Mike Auberger of the Denver ADAPT chapter, who's been arrested in several cities while engaging in civil disobedience,
agreed that accessible public transit is the key to enabling disabled people assume full citizenship.

"People are dying out there," Auberger said. "Disabled people go into nursing homes because they don't have any options. I personally know people who have committed suicide because they don‘t have any options. Wheelchair lifts will give them that option."

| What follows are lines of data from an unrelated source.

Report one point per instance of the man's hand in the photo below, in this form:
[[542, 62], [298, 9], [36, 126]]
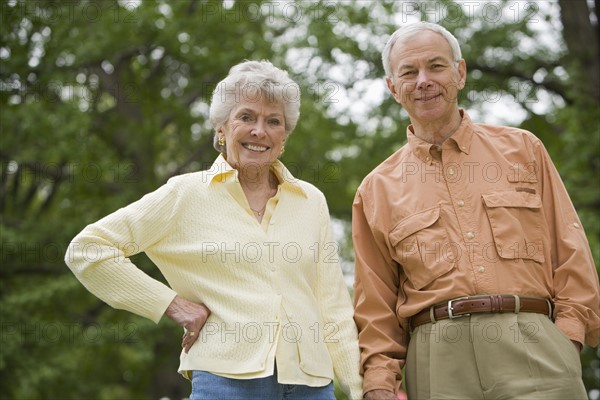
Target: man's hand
[[380, 394], [191, 316]]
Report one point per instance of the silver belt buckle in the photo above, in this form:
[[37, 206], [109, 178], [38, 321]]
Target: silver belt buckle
[[450, 308]]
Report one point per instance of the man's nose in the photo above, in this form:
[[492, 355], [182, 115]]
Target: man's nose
[[423, 80]]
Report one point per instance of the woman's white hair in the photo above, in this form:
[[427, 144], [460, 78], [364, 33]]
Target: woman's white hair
[[252, 81], [405, 32]]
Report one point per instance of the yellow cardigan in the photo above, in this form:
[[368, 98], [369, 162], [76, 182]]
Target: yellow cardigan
[[271, 287]]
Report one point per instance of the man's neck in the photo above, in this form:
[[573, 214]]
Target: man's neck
[[436, 132]]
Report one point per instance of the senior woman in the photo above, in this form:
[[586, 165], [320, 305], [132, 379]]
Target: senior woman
[[247, 252]]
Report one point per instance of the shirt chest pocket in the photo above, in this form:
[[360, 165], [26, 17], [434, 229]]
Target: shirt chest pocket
[[421, 245], [517, 222]]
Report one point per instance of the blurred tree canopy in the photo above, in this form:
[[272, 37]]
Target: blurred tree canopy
[[103, 101]]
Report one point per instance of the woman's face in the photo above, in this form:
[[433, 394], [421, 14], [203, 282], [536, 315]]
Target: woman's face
[[254, 133]]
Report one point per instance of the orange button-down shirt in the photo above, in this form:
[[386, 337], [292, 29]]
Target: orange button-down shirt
[[484, 213]]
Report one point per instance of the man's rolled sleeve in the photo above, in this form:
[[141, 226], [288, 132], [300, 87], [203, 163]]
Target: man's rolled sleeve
[[382, 341]]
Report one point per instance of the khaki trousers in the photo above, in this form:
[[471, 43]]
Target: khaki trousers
[[493, 356]]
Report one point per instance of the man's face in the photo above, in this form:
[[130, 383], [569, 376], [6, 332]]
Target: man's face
[[425, 78]]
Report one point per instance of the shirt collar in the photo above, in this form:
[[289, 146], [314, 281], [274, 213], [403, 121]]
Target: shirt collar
[[222, 172], [461, 139]]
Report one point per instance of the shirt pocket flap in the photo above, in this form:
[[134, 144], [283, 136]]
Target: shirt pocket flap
[[414, 223], [512, 199]]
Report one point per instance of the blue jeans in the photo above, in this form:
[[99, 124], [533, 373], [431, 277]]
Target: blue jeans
[[206, 386]]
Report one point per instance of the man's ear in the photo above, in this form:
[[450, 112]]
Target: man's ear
[[462, 73], [392, 88]]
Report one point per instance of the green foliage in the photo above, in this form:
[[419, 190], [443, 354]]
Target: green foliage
[[102, 101]]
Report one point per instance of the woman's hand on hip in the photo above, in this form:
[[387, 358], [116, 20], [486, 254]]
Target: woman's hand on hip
[[192, 316]]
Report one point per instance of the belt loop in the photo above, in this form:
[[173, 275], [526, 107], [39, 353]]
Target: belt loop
[[517, 303], [549, 308], [432, 314]]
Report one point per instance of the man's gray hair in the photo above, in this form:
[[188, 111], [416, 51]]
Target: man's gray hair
[[405, 32], [253, 81]]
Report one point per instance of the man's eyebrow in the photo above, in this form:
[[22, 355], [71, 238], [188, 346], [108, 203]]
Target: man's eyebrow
[[438, 59]]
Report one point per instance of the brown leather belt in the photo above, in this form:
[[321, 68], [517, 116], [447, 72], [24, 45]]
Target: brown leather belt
[[464, 306]]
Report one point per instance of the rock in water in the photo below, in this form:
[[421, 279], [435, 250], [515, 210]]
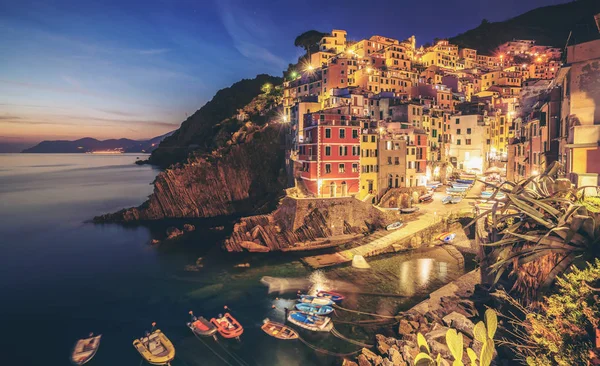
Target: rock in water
[[359, 262], [173, 232]]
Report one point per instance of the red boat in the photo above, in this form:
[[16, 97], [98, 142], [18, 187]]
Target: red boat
[[332, 295], [227, 326]]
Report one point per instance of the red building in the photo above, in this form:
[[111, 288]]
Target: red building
[[330, 153]]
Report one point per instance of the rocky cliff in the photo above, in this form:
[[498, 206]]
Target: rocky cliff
[[235, 179]]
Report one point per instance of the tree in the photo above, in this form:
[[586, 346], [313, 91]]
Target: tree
[[309, 40]]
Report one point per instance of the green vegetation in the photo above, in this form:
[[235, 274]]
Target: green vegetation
[[549, 25], [538, 233], [213, 124], [562, 331], [484, 333]]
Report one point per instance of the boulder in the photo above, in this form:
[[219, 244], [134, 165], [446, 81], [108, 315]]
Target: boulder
[[459, 322], [173, 232]]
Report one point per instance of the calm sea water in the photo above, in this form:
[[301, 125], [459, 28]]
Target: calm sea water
[[62, 277]]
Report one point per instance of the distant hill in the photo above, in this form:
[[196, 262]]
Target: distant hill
[[211, 125], [549, 26], [89, 144]]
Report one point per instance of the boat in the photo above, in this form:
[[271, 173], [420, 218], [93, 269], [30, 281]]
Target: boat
[[308, 299], [227, 326], [85, 349], [409, 210], [447, 237], [314, 309], [314, 323], [155, 348], [394, 226], [201, 326], [332, 295], [426, 197], [456, 199], [254, 247], [278, 330]]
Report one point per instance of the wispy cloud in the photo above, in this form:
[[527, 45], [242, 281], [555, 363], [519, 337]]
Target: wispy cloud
[[249, 34]]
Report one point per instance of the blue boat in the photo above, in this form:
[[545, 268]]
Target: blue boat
[[311, 322], [314, 309], [314, 300], [456, 199]]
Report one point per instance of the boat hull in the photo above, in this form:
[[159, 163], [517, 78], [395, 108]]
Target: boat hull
[[81, 355], [142, 346], [228, 326]]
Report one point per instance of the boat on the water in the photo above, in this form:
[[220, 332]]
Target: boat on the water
[[426, 197], [409, 210], [254, 247], [278, 330], [332, 295], [314, 309], [394, 226], [228, 326], [85, 349], [447, 237], [456, 199], [314, 323], [201, 326], [309, 299], [155, 348]]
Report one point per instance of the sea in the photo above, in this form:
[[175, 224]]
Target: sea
[[63, 277]]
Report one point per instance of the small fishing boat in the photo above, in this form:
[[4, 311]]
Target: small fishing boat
[[394, 226], [155, 348], [426, 197], [409, 210], [253, 247], [227, 326], [447, 237], [201, 326], [332, 295], [314, 323], [278, 330], [456, 200], [85, 349], [308, 299], [314, 309]]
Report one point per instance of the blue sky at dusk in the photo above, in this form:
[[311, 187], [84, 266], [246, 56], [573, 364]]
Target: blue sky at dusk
[[108, 69]]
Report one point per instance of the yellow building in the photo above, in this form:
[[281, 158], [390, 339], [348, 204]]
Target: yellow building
[[368, 162]]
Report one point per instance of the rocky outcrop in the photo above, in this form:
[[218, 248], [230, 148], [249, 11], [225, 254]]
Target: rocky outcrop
[[308, 223], [235, 179]]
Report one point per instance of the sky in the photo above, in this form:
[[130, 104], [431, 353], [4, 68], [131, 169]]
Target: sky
[[136, 69]]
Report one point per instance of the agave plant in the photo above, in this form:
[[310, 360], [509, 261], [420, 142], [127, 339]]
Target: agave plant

Auberger said that ADAPT doesn't plan to rest on its laurels. They'll be Reno April 7-ll for a regional APTA convention and back in Denver April 23-26 for the national meeting of the Urban
Mass Transit Association (UMTA).

“Our demand is simple," Auberger said. “We just want them to drop the appeal process and accept the decision." If they don't, Auberger promised that protesters would try to fill the jails one
more time.

To that end, ADAPT members intend to picket DOT offices in 12 cities on Good Friday, March 24, and ask staff members there to call the Presidiential assistant in charge of transportation matters and ask that the court decision not be appealed. "If they don't make the call, then we don't go," Auberger said.

"I'm sure we'll take some heat because we're doing it on Good Friday," he said, explaining that he expects many offices to be shorthanded because of workers leaving early for the Easter weekend. "That should just add to the confusion."